California RFID Bill Wins Another Victory

By Admin

Yesterday marked an important victory for "SB 862," the California state bill that would render illegal the embedding of RFID tags in state-issued identification documents like driver's licenses and state employee cards. The California State Senate approved SB 862 in a decisive, bipartisan 29-7 vote.

This article was originally published by RFID Update.

May 20, 2005—Yesterday marked an important victory for "SB 862," the California state bill that would render illegal the embedding of RFID tags in state-issued identification documents like driver's licenses and state employee cards. The California State Senate approved SB 862 in a decisive, bipartisan 29-7 vote. Authored by Democratic State Senator Joe Simitian partly in response to the furor earlier this year in which an elementary school in Sutter, California, issued RFID-tagged identification badges to its students without first apprising their parents, the bill rapidly gained momentum a few weeks ago when it easily passed out of the Senate Judiciary Committee with a 6-1 victory.

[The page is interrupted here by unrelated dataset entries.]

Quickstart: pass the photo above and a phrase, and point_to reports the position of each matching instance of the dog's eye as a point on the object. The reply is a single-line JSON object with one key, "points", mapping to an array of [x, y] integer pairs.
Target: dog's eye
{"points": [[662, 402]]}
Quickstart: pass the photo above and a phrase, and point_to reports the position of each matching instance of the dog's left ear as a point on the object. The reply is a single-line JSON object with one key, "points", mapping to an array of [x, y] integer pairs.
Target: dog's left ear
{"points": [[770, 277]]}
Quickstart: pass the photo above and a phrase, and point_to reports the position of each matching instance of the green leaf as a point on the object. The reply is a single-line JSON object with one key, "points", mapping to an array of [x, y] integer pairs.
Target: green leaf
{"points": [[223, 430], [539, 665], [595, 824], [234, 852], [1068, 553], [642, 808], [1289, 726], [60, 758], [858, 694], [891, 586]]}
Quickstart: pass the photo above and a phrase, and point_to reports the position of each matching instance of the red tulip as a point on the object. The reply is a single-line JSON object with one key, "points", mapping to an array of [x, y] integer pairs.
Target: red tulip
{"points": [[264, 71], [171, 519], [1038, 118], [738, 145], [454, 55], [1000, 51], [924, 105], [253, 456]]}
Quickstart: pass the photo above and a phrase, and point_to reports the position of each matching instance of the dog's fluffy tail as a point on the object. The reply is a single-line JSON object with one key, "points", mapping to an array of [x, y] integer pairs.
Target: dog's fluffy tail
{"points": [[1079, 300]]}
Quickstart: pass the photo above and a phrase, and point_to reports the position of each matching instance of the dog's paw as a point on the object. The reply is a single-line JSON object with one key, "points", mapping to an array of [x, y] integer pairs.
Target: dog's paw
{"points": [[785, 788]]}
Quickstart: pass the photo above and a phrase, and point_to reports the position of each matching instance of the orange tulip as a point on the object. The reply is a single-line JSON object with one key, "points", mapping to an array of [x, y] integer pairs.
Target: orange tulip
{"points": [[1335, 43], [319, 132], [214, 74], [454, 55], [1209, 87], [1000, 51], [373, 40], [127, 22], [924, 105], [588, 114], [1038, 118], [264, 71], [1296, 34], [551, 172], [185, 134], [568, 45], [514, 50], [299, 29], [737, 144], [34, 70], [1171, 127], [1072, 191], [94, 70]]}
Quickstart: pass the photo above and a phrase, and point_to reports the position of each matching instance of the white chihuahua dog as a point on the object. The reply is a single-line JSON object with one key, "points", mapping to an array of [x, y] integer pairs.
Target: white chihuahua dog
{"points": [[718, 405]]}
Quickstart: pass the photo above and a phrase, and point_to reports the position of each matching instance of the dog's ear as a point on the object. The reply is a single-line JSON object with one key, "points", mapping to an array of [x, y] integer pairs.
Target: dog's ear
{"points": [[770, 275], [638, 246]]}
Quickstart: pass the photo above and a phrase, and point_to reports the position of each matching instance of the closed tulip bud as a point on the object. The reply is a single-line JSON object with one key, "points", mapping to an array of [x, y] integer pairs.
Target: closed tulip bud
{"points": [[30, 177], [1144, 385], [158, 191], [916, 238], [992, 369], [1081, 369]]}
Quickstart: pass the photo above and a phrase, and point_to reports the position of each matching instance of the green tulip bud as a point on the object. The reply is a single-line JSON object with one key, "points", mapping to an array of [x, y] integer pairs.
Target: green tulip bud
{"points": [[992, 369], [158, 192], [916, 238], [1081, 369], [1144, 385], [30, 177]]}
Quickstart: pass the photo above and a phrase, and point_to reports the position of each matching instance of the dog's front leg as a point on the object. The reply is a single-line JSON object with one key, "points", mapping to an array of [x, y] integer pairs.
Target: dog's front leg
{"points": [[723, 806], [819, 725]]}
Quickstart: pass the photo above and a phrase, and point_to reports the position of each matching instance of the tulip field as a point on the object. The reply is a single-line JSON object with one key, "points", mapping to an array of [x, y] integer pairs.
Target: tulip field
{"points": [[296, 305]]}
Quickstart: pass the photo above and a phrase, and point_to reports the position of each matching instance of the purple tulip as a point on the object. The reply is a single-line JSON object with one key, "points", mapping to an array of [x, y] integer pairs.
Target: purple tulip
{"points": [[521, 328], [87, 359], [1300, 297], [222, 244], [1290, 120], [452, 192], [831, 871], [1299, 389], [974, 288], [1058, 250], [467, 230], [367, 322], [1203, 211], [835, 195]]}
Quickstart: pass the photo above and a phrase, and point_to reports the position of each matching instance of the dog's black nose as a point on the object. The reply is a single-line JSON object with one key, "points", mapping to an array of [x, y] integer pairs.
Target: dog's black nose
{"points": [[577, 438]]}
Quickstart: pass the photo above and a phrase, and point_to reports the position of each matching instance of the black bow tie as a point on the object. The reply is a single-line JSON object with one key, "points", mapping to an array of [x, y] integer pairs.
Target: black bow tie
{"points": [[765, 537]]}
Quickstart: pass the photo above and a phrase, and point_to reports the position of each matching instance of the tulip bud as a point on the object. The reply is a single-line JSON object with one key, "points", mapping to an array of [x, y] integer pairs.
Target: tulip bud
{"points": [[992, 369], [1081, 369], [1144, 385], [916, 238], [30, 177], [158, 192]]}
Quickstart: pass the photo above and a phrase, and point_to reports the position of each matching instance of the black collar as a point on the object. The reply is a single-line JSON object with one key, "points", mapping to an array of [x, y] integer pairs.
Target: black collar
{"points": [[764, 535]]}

In addition to disallowing RFID in state-issued documents, SB 862 criminalizes "skimming," in which tag data is surreptitiously read by an unauthorized party. Drafted with the help of the American Civil Liberties Union, Electronic Frontier Foundation, and Privacy Rights Clearinghouse, it has support from a number of organizations across California, including Capitol Resource Institute, the Free Congress Foundation, the AARP, the California Alliance Against Domestic Violence, the Statewide California Coalition for Battered Women, California NOW, and the California Commission on the Status of Women.

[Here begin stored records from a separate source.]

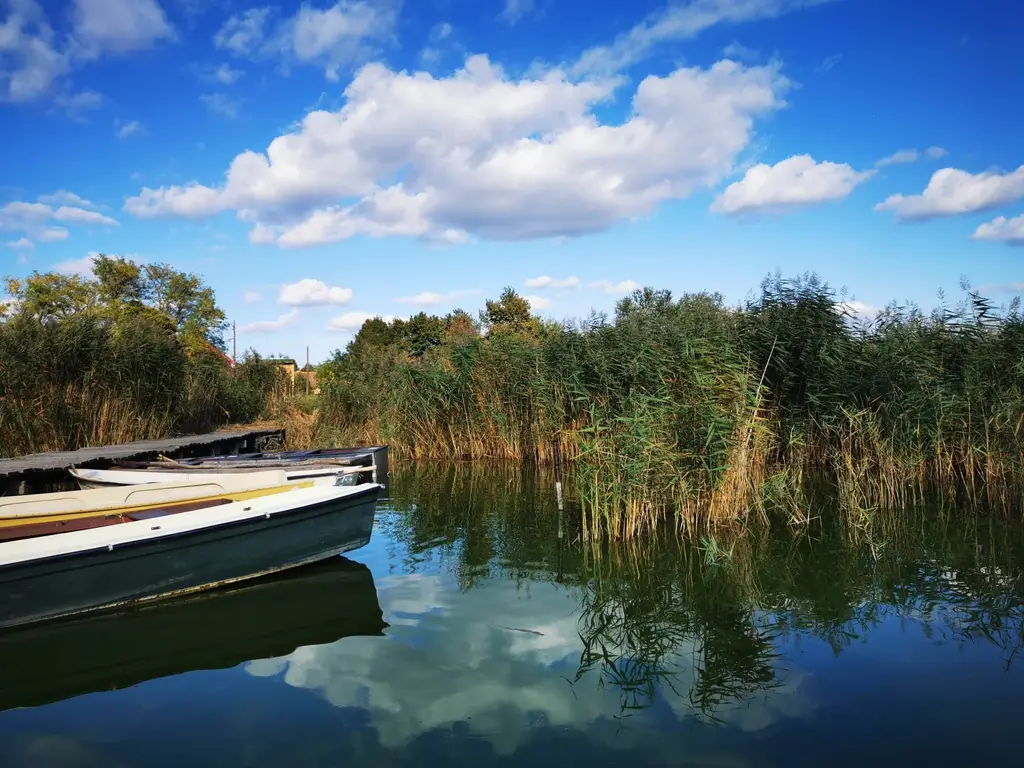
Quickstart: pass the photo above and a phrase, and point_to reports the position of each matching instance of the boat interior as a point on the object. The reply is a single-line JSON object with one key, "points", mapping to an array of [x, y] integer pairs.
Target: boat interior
{"points": [[32, 527]]}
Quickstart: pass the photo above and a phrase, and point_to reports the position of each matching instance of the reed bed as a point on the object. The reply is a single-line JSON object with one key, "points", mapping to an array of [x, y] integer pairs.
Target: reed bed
{"points": [[702, 415], [82, 365]]}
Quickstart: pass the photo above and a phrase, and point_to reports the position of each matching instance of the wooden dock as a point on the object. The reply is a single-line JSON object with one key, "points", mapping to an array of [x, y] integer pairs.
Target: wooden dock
{"points": [[45, 467]]}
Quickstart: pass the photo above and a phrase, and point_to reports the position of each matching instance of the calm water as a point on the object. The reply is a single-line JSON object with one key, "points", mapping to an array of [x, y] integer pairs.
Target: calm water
{"points": [[468, 633]]}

California is a state known as much for its dominant technology sector as for its progressive politics, and the hope is that the state legislature will be able to balance the two in this instance as it has in the past.
Said Nicole Ozer, Technology & Civil Liberties Policy Director of the ACLU of Northern California, said "California legislators have always been on the forefront of passing important legislation to balance the potential benefits of emerging technology while safeguarding the privacy and security of Californians." If a measured approach is taken to both the commercial and privacy interests involved, California's new legislation may become a model for other states to follow.